Никто из ныне живущих. Дандзуро и Сэн отвоюют замок в двенадцатом году правления императора Го-Мураками. Но к этому времени и Аямэ, и Чиаки будут уже мертвы.

— …то как же эти свитки будут найдены?

— Они будут найдены, — сказала Сидзукэ, — когда будут, и таким образом, который наиболее будет подходить для их цели.

Она видела, что Аямэ очень хотелось спросить об этой цели, но она сдержалась. Что ж, хорошо. Сидзукэ доверяла Аямэ и ответила бы ей на любой вопрос, но Аямэ не поняла бы ответа.

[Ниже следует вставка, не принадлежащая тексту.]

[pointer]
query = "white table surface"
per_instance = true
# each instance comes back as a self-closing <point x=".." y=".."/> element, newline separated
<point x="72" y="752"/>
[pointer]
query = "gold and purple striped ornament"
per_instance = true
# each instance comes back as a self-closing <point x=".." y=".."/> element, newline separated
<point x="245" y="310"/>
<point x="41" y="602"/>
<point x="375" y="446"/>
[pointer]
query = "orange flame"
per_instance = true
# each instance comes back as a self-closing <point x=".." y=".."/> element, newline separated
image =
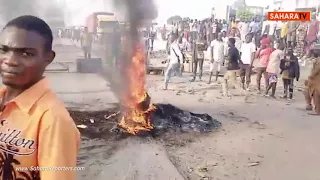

Аямэ поклонилась и подняла оружие.

— С вашего позволения, моя госпожа, я вернусь на пост.

— Доброй ночи, Аямэ.

Посетитель, которого Судзукэ ждала, появится только на исходе часа. Судзукэ закрыла глаза и представила себе ничто. Отсутствие несло с собою покой.

1860 год, башня замка.

Хоть он и знал, что это сентиментально и глупо, князь Киёри все же заказал изысканные блюда для своего прощального ужина с Сидзукэ. Он не прикоснулся к еде. Она тоже. Но, впрочем, она никогда к ней не прикасалась. Блюда была поставлены перед нею точно так же, как приношения, которые Киёри возлагал на алтарь предков. В определенном смысле слова, это было весьма уместно, поскольку Сидзукэ действительно была его предком. С другой же стороны, это было совершенно неподобающе, поскольку этот призрак, выглядящий как Сидзукэ, вполне мог быть плодом его собственного больного воображения.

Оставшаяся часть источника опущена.